Unlike Rani, Jake never resented their childhood friend’s ascent to power. Truth be told, Governor Augustine was a paragon of honesty and fair-dealing compared to your average public official.
But the wind was now the whirlwind. Tyler dead, Rani off the ship, mushroom clouds in bloom throughout North America—and orbit was about to become a nightmare.
Jake reached for the com as the Junque drew within range of contact with the V. As he sent out a signal, a private shuttle passed by in the opposite direction. It was close enough to make out its sunflower logo and the pilot’s long curly hair.

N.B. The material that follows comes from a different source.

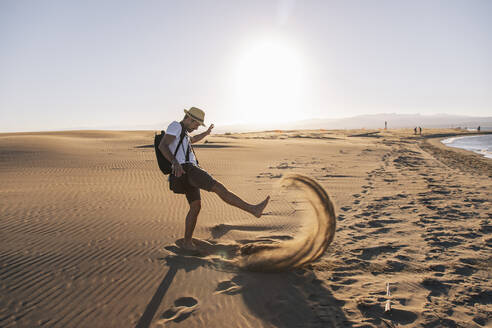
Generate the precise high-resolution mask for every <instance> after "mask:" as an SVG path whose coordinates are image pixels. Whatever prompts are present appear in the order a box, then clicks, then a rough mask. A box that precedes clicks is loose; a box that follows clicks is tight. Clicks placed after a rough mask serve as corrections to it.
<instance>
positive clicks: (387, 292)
mask: <svg viewBox="0 0 492 328" xmlns="http://www.w3.org/2000/svg"><path fill="white" fill-rule="evenodd" d="M386 297H388V299H387V300H386V306H385V307H384V312H389V311H391V300H390V299H389V297H391V293H390V290H389V282H387V283H386Z"/></svg>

The DOGs had off-planet vehicles. Shibad. The shuttle seemed to ignore the Junque, but Jake switched off communications in case it had a data spider. He’d contact Rani on his personal com when he got closer and have her meet him at the docking bay for a quick pickup.
He wanted to get back to the I. He wanted to get back to Char.
An old conversation with his mother popped into his head.
Find a nice girl, Jacob, and let her make you happy. Until then, take the shuttle and stay out of your father’s crosshairs.
But Magda, you’re not nice.
I’m not talking about me, son.
Right. Magda was a brilliant woman, but not much for judging a man’s character. Jake lived at the edge of the law and often stepped to the other side. He hated the Imperial government but didn’t do anything about it. He sympathized with the DOGs but couldn’t abide their methods.
Aside from Magda and Rani, he didn’t much like anybody. He wasn’t a bad guy, but he certainly wasn’t nice. He was worse than good or evil. He was neutral. Nothing.